早川で土砂崩落 県道不通 西山地区96世帯が一時孤立 規制南ア林道迂回路に 3連休、観光に打撃

 16日午後8時ごろ、早川町湯島の県道南アルプス公園線で土砂崩落が発生、約1キロにわたって全面通行止めになった。13~15日にかけて降った雨で地盤が緩んだとみられ、同町西山地区の96世帯約140人と、旅館やホテルなどを利用していた宿泊客約60人が一時孤立。17日に宿泊する予定だった約60人にはキャンセルの連絡をした。県などは、唯一の迂回(うかい)路となる、マイカー規制中の南アルプス林道などを利用できるよう、住民向けに通行許可証を発行した。復旧のめどは立っておらず、旅館関係者は「3連休で宿泊予定客も多いのにどうしたらいいのか」とショックを受けていた。

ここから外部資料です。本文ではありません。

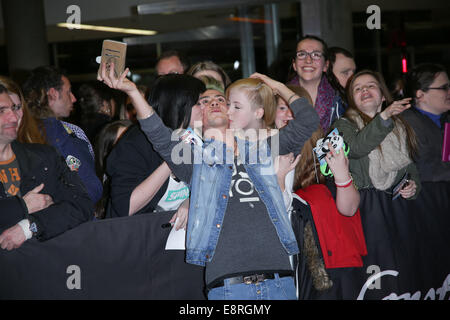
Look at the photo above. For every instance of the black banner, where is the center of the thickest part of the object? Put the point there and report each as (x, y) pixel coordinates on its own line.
(120, 258)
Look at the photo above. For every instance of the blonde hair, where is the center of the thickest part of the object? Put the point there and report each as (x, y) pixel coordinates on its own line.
(29, 131)
(260, 95)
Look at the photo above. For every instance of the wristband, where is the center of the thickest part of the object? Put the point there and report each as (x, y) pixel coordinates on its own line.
(25, 225)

 崩落現場は早川町役場から北に約12キロの地点。県道路管理課によると、県道西側の斜面が崩れ、約200立方メートルの土や石が道路に流出した。崩落直前には現場近くを走行中の車に落石が当たる被害があった。けが人はなかった。道路から約200メートル上の尾根付近から崩落していることから、復旧作業には時間が掛かるとみられる。県によると、現場周辺では13日深夜から15日朝にかけて、61ミリの降雨を観測していた。

 同地区には温泉旅館や民宿が多く、3連休で夏の観光シーズンが始まる時期の災害に、経営者は頭を抱えた。同町奈良田の白根館では17日に宿泊予定の34人に状況を説明、全員がキャンセルした。18日以降の宿泊客に関してもキャンセルが出ることは避けられない状況という。深沢守社長は「一番の書き入れ時に、とても苦しい」と話した。蓬莱館でも17日の宿泊予定客にキャンセルの連絡をした。

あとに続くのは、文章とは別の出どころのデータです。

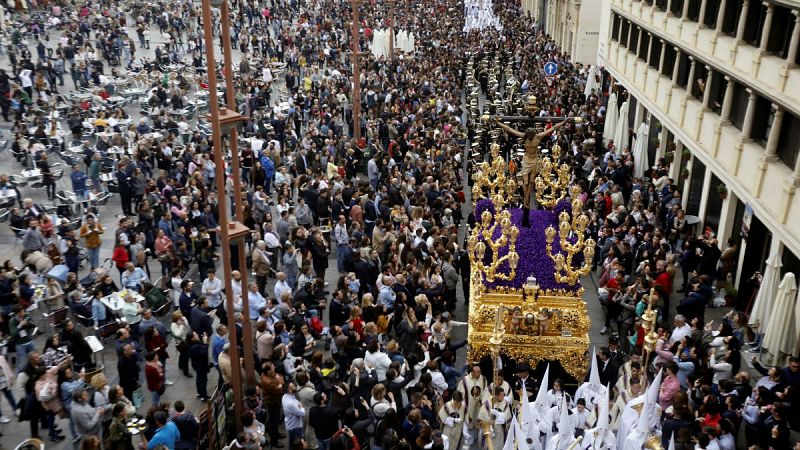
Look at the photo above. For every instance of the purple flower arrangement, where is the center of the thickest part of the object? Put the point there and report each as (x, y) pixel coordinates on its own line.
(531, 247)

 同地区は高齢者が多く、住民からは不安の声が上がる。同町奈良田の荒居富子さん(64)は「食料はある程度蓄えてあるが、高齢者が突然体調を崩したときが心配。迂回路は、地域によってはとても遠回りになる」と早期の復旧を願っていた。

 西山地区に入るための迂回路となる南アルプス林道と県道南アルプス線は現在マイカー規制中で、一般車両は通行できないことから、県公安委員会などは急きょ住民向けに通行許可証を発行した。地元住民については18日以降、南アルプス署で申請すれば、許可証の発行を受けられる。また、午前5時半から午後6時の通行可能時間を同8時まで延長する措置を取る。

 一方、町は18日から当面の間、南アルプス市芦安芦倉の南アルプス市営芦安駐車場と早川町湯島の西山発電所を結ぶ無料臨時バスを、1日2往復運行することを決めた。観光客や車のない住民に利用してもらう考えだが、南アルプス登山の拠点となる広河原経由の迂回路で、通行には約2時間かかることから、観光などへの打撃は必至だ。

 早川町内では、4月と5月にも土砂崩落が発生、県道が通行止めになり、同町雨畑地区の住民が孤立した。